(1.) This application has been filed for admitting the appeal under Section 130 of the Customs Act, 1962 preferred from the order dated 18th March,2015 passed by the Customs, Excise and Services Tax Appellate Tribunal in Customs Appeal C/91/10 on the substantial questions of law as formulated in paragraph 34 of this application.
(2.) It is submitted by Mr. Mehta that as the entire quantity of goods could not be exported for circumstances beyond control, his clients are entitled to refund of the duty paid under the Customs Act. Relying on the documents annexed to the Paper Book II filed in Court, submission is since the goods were assessed provisionally and not finally and duty paid was in the nature of advance deposited, the prayer for refund cannot be within the scope and ambit of refund of duty. Reliance has been placed on the judgments in I.C.I. India Ltd. versus Collector of Customs, 1992 60 ELT 529 (Cal.), Board of Trustees of the Port of Mormugao versus Union of India, 1993 68 ELT 39 (Bom.) and in United News of India versus Union of India, 2004 168 ELT 442 (Del.) in support of his submission.
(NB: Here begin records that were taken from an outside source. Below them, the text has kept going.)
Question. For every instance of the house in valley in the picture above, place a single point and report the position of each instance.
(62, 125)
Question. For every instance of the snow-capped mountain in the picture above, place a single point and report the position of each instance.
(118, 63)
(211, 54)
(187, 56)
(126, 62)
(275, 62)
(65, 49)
(3.) Mr. R. Bharadwaj, learned Advocate appearing on behalf of the authorities supporting the order passed by the Tribunal submits that since the appellant had filed the Bill of Entry declaring that the particulars given therein were true and correct and was a self-assessed shipping bill and on the basis of the said bill, duty was paid and, accordingly, shipment of 25,000 metric tons was allowed and the goods were exported, the appellant cannot, after 6 1/2 months, seek refund of duty. Submission is the judgments relied on by the appellant are distinguishable as those deal with cases of import.